Level Up

The biggest complaint that my stbxw had about me was the fact that she felt that I wasn’t “ambitious” enough. Sure, I have a decent middle class job. I am pretty comfortable financially even though I do acknowledge that I could probably get more certs or go back to school in order to get more pay.

From what I hear from women online, it is a deal breaker if a man isn’t constantly trying to make it to the “next level”. So maybe she has some legitimate complaints. While i don’t think it was worth breaking our family up over, I would have at least liked to have had the opportunity to “level up” if that would have kept her from cheating to save the marraige. I wish she would have communicated that with me.

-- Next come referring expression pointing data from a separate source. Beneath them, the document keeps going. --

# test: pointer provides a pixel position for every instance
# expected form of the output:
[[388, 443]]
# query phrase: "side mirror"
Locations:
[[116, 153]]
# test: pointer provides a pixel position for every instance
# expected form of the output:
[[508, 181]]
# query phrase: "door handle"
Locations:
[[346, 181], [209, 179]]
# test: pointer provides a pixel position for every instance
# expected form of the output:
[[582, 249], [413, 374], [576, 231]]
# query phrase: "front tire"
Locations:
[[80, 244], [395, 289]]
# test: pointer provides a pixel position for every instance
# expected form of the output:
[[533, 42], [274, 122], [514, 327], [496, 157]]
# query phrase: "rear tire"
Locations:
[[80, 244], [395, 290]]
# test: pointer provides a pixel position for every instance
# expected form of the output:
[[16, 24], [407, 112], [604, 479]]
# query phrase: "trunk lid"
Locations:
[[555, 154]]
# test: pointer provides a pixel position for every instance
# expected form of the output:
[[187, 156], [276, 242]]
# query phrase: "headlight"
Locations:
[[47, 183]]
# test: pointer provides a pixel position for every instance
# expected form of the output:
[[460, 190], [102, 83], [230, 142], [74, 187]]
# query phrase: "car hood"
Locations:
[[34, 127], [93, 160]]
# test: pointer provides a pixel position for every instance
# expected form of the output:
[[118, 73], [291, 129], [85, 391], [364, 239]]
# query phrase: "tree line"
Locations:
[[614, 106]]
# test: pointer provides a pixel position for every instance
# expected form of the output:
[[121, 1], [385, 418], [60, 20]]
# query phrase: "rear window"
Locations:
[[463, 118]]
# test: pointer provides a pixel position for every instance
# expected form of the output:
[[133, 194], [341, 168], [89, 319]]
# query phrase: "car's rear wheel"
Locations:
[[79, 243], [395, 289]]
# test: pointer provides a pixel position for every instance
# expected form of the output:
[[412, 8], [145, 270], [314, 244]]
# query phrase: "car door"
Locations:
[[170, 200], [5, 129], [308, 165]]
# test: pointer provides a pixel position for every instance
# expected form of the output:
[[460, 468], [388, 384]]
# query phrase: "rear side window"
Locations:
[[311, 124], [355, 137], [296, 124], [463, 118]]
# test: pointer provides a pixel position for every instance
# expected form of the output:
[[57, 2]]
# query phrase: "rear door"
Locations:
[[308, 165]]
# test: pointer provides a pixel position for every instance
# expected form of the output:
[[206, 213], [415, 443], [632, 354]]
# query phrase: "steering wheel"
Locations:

Even though I now see that it is important for some women and it’s sort of like maintaining physical attraction. I’m not motivated to do it for her now. It would be stupid to change that about myself simply for her. I suppose I could do it for myself though.

I’m really just not materialistic like that. I’m a simple man as far as finances goes. I mean, as long as I can support myself, not bum off of others, and maintain a decent life, I’m pretty good. I don’t have a need to “build an empire” just for the sake of building a damned empire. If I found something that I enjoyed doing and could make a ton of money doing it, I would. But working my ass off to buy things that I don’t want just for people who I don’t like to like me isn’t high on my priority list.

Would I take a luxury car or mansion? Sure. Who wouldn’t? But I feel that having a damned purpose (other than making more money) would be much more fulfilling than just working to keep up with the Jones’s.

So as it is, I either need to find a woman who isn’t all that materialistic. As long as she can take care of herself, I’m good with that. We don’t have to necessarily stay where we are currently, but if we were to maintain and have savings for retirement and a rainy day, I’d be ok with that too. Or I have to change and figure out some way to level up in order to attract and keep more women. Either way, as of now, I’m cool.

I’ve been watching a lot of videos about men “finding their purpose” and making money in order to become a “high value” male. That’s cool and all, but I gotta stop watching these videos because often times, it’s content creators telling men this. In other words, these guys get a smug sense of superiority because they “leveled up” by telling other men to “level up.” If it wasn’t for youtube, they’d probably be just like me financially.

It would be like a person who made their fortune by writing books on how to get rich even though they were broke when they wrote it. It’ s not even hate. I don’t want what they have neither do I think that they don’t deserve what they have. God placed us is different positions, but I am pointing out the irony of how theyx got it. And not even that, it’s really about the newfound “superiority” complex they have now. Sir AlphaGuy88 <insert youtube handle>, I’ll still beat yo ass.

Not saying what they say doesn’t make sense to a certain degree. I just can’t with the superficiality and newfound sense of self righteousness. But who knows. If I come into sudden financial success through my hobbies, maybe I’d become a smug, superficial, self righteous asshole as well.